Quantum entanglement – a strange but potentially hugely useful quantum phenomenon where two particles are inextricably linked across space and time – could play a major role in future radar technology.
In 2008, an engineer from MIT devised a way to use the features of entanglement to illuminate objects while barely using any photons.
In certain scenarios, such technology promises to outperform conventional radar, according to its makers, particularly in noisy thermal environments.
Now, scientists from the research group of Professor Johannes Fink at the Institute of Science and Technology Austria (IST Austria) along with collaborators Stefano Pirandola from the Massachusetts Institute of Technology (MIT) and the University of York, UK, and David Vitali from the University of Camerino, Italy—have demonstrated a new type of detection technology called microwave quantum illumination that utilizes entangled microwave photons as a method of detection.
The working principles behind the device are simple: Instead of using conventional microwaves,
- the researchers entangle two groups of photons, which are called the signal and idler photons.
- The signal photons are sent out towards the object of interest, whilst the idler photons are measured in relative isolation, free from interference and noise.
- When the signal photons are reflected back, true entanglement between the signal and idler photons is lost, but a small amount of correlation survives,
- creating a signature or pattern that describes the existence or the absence of the target object—irrespective of the noise within the environment.

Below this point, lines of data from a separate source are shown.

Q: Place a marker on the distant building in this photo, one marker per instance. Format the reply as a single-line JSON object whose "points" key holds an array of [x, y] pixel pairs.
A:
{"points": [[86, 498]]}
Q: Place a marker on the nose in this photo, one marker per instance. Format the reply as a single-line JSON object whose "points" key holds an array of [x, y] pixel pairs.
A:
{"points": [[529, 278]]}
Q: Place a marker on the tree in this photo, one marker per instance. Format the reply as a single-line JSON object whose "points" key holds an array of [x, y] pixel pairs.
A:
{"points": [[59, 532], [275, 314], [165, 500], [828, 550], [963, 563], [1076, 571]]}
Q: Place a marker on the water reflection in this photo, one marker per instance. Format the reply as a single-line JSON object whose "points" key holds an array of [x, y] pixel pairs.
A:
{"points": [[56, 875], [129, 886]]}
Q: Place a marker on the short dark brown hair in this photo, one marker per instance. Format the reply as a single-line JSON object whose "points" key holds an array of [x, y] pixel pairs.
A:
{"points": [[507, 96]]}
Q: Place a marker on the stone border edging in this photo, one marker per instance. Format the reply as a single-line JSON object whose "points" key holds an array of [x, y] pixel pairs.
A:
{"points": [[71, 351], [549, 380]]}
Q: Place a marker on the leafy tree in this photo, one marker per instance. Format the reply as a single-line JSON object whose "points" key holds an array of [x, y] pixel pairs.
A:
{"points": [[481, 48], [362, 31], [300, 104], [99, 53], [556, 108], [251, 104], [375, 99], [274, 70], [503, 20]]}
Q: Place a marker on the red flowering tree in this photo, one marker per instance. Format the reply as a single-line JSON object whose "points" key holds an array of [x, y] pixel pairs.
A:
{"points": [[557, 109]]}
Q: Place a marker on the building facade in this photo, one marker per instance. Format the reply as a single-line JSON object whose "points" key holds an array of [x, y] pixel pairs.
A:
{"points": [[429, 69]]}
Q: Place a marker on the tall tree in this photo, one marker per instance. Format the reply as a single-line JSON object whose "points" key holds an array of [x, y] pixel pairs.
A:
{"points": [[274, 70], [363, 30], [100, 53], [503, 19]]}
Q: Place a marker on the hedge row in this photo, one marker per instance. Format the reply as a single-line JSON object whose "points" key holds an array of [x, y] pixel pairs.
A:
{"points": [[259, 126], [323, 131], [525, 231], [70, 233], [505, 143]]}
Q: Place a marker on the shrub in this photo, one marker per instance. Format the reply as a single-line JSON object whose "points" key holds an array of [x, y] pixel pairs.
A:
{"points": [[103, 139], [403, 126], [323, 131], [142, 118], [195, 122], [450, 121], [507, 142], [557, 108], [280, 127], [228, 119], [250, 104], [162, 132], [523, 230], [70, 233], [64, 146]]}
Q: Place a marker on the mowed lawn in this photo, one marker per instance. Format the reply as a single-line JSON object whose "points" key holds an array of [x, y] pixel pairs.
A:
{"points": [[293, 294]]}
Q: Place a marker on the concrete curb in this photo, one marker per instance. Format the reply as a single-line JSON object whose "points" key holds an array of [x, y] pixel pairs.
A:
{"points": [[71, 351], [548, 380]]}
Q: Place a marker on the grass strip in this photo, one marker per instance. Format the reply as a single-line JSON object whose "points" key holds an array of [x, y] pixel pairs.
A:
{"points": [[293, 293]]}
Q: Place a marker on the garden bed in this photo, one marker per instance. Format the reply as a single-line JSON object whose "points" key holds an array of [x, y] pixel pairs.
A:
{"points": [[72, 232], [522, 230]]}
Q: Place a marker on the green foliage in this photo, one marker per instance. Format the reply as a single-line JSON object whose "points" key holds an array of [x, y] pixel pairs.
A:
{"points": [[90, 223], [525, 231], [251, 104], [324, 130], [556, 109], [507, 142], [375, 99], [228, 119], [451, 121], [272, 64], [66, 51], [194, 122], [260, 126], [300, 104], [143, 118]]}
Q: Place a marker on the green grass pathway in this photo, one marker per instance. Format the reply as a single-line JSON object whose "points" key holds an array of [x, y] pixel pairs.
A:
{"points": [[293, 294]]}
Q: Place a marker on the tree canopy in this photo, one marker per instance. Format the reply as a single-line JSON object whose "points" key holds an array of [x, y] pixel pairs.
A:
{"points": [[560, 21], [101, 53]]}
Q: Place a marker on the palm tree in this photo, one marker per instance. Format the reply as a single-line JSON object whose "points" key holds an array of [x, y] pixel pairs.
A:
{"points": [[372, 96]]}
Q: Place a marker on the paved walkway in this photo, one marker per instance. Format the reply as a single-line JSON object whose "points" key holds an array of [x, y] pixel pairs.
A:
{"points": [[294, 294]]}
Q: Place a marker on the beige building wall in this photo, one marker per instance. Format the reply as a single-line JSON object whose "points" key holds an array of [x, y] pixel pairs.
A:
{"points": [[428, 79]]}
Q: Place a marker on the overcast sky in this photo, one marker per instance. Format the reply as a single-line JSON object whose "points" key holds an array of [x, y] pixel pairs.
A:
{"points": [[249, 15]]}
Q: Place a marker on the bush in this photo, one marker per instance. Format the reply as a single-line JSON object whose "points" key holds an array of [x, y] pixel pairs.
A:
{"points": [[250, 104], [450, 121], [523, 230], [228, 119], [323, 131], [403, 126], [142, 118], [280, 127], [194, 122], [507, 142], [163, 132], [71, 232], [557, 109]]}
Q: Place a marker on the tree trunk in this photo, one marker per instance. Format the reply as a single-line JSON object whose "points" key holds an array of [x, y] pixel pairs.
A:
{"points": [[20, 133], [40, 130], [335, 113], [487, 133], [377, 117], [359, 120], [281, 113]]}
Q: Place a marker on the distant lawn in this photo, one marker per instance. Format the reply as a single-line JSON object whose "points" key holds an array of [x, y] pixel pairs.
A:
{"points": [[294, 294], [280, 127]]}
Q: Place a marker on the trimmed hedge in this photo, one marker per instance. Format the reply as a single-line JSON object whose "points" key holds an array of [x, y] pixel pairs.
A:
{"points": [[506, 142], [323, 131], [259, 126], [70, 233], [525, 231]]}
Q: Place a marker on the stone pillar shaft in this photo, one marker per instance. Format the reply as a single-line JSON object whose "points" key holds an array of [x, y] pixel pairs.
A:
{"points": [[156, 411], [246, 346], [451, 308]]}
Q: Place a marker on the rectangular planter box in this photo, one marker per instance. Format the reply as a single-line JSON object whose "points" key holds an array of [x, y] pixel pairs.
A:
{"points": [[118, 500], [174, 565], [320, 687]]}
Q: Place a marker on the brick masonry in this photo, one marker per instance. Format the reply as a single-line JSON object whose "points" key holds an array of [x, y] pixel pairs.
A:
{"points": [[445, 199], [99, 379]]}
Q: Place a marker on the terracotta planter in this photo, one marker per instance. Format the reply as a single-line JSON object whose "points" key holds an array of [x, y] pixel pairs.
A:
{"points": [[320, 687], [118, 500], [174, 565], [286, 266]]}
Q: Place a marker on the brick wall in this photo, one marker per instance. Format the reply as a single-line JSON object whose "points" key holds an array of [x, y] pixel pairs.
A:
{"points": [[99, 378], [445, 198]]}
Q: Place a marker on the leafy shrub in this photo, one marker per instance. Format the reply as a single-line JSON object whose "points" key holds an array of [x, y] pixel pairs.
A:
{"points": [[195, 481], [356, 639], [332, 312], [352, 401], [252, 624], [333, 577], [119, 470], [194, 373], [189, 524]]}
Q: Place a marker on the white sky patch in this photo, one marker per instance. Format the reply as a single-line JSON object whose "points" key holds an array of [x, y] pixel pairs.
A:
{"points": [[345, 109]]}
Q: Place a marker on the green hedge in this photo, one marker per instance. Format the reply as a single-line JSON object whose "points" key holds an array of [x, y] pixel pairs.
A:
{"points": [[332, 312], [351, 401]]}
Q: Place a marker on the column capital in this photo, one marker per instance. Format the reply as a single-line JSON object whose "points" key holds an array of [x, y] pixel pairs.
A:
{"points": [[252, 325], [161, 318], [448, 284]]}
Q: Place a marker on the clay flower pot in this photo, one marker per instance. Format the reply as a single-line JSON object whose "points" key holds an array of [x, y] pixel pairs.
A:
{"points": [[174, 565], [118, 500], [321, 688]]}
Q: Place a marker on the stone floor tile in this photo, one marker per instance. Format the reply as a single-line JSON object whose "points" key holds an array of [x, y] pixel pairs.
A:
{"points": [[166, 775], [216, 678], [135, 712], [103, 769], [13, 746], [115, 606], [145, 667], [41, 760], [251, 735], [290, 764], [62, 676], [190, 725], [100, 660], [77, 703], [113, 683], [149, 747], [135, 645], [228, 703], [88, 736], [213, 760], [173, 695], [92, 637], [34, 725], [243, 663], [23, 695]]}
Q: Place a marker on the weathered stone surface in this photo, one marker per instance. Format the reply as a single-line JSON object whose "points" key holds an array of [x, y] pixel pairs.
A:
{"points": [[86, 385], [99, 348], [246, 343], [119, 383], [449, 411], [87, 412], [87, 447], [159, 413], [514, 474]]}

“What we have demonstrated is a proof of concept for microwave quantum radar,” says quantum physicist Shabir Barzanjeh, who conducted the work at the Institute of Science and Technology Austria.
“Using entanglement generated at a few thousandths of a degree above absolute zero, we have been able to detect low reflectivity objects at room temperature.”
“The main message behind our research is that quantum radar or quantum microwave illumination is not only possible in theory but also in practice,” says Barzanjeh.
“When benchmarked against classical low-power detectors in the same conditions we already see, at very low-signal photon numbers, that quantum-enhanced detection can be superior.”
There’s plenty of exciting potential here, though we shouldn’t get ahead of ourselves just yet. Quantum entanglement remains an incredibly delicate process to manage, and entangling the photons initially requires a very precise and ultra-cold environment.